The justice granted requests for relief, at least partially, in 24 out of its 27 Trump-related orders. Most were wins or mixed rulings favoring Trump. But the high court let the underlying court rulings stand in all but three of the 28 orders unrelated to the administration that reached the emergency docket.
The federal appeals court that saw its decisions lifted most often by the justices when they reached the emergency docket, including Trump and non-Trump cases, was the Boston-based US Court of Appeals for the First Circuit, the data shows.
The justices granted requests for relief from lower court rulings in nearly 90% of the court’s emergency docket orders in the past year that originated from within that circuit, which covers trial courts in Maine, Massachusetts, New Hampshire, Rhode Island, and Puerto Rico, the analysis shows.
Next are the US Courts of Appeals for the D.C. Circuit and the Ninth Circuit, which each saw roughly 70% of emergency docket orders lifting rulings that stemmed from their courts. The high court granted relief in about 57% of its orders in cases out of the Richmond-based US Court of Appeals for the Fourth Circuit, according to the analysis.
The grant rates may be explained by the high volume of Trump administration challenges filed in those courts, legal scholars said.
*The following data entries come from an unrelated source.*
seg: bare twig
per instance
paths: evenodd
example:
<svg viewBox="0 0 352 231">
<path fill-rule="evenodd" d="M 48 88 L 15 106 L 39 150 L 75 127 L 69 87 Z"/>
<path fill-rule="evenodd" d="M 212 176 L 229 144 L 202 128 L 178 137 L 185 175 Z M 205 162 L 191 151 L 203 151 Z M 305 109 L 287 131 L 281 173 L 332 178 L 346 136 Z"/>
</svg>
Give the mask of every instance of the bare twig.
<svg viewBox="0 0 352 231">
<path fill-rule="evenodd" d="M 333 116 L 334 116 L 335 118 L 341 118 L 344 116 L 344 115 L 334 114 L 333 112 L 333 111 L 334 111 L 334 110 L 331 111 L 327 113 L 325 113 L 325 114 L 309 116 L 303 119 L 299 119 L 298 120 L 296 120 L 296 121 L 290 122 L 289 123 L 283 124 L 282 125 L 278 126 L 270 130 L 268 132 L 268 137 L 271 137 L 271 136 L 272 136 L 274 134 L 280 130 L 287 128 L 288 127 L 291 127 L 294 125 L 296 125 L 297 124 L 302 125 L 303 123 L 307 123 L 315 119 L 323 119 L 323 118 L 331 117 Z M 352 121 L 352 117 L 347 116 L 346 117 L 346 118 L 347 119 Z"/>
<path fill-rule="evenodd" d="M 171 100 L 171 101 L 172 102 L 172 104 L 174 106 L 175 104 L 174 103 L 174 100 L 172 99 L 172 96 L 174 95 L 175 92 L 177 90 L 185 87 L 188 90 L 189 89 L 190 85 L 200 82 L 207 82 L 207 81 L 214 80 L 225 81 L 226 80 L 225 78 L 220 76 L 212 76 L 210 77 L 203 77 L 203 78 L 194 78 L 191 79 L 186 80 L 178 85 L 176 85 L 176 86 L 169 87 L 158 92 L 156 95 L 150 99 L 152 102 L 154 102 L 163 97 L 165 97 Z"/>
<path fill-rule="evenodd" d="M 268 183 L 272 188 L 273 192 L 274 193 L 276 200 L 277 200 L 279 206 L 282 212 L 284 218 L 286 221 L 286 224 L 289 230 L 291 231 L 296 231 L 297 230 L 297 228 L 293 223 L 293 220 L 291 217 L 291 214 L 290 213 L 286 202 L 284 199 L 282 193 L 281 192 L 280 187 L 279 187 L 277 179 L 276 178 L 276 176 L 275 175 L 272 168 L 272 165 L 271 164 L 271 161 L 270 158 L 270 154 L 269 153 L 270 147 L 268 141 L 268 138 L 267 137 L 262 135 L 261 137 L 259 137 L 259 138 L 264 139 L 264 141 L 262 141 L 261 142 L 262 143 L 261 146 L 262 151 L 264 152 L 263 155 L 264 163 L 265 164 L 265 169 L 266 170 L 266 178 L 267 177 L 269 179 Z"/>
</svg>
The First Circuit, for example, had two non-Trump cases reach the interim docket this past year, and the Supreme Court granted relief in one of them. The Supreme Court considered on its interim docket just one non-Trump related case out of the DC Circuit, and it let the lower court ruling stand.
The First Circuit has emerged as a magnet for lawsuits contesting executive actions, despite having the smallest bench of the circuits.
All of its six active circuit judges were Democratic appointees until November 2025, when Trump appointee Joshua Dunlap was confirmed.
The justices issued emergency docket decisions in nine cases originating from the First Circuit, the second most represented circuit at the interim docket nationally. The court with the most cases decided on the high court was the San Francisco-based Ninth Circuit, the nation’s largest appeals court, with 10 orders.
The DC Circuit, sometimes the mandated forum for challenges to federal government actions, is also considered a more liberal court. Seven of its active members are Democratic appointees, compared to four Republican appointees, three of whom were nominated by Trump.
The DC Circuit’s Trump appointees have often lined up with the Supreme Court’s conservative members in saying they would allow the administration’s policies to move forward.
There were four DC Circuit cases on administration actions that had Trump appointees on the panel and were taken up to the high court. In each of those cases, those conservative appellate judges said they would rule in the government’s favor.
Methodology
Bloomberg Law’s analysis includes interim docket orders issued from Jan. 20, 2025, through Jan. 20, 2026. It doesn’t include death penalty cases, extradition cases, pro se filings, or appeals from state court. Orders were gathered from the Supreme Court’s website and email notifications. Orders in cases classified as administration challenges are those contesting actions by the current administration. They do not include individual challenges against the federal government that are unrelated to administration actions, such as criminal or individual deportation cases. The analysis includes final orders on emergency relief requests, and it doesn’t include deferred decisions or short-term administrative stay orders.